Comparing Large Language Models and Grammatical Evolution for Code Generation

Leonardo Lucio Custode, Chiara Camilla Rambaldi Migliore, Marco Roveri, Giovanni Iacca

Published: 2024, Last Modified: 25 Jan 2025GECCO Companion 2024EveryoneRevisionsBibTeXCC BY-SA 4.0

Abstract: Code generation is one of the most valuable applications of AI, as it allows for automated programming and "self-building" programs. Both Large Language Models (LLMs) and evolutionary methods, such as Genetic Programming (GP) and Grammatical Evolution (GE), are known to be capable of performing code generation with reasonable performance. However, to the best of our knowledge, little work has been done so far on a systematic comparison between the two approaches.
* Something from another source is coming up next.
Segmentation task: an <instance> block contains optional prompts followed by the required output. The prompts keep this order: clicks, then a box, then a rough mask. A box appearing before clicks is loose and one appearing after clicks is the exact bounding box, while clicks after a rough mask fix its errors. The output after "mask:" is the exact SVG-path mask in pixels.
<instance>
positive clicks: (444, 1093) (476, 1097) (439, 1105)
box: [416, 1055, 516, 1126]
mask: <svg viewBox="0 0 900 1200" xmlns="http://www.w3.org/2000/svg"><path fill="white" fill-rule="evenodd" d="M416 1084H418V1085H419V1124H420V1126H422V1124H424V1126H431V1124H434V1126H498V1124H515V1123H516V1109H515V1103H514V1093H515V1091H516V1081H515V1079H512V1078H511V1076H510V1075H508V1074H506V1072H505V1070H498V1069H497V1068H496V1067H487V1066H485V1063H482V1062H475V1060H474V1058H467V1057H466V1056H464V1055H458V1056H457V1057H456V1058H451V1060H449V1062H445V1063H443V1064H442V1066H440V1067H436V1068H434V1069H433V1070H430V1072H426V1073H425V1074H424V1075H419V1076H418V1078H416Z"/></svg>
Most importantly, the only studies that conducted such comparisons used benchmarks from the GP community, which, in our opinion, may have provided possibly GP-biased results. In this work, we perform a comparison of LLMs and evolutionary methods, in particular GE, using instead a well-known benchmark originating from the LLM community. Our results show that, in this scenario, LLMs can solve significantly more tasks than GE, indicating that GE struggles to match the performance of LLMs on code generation tasks that have different properties from those commonly used in the GP community.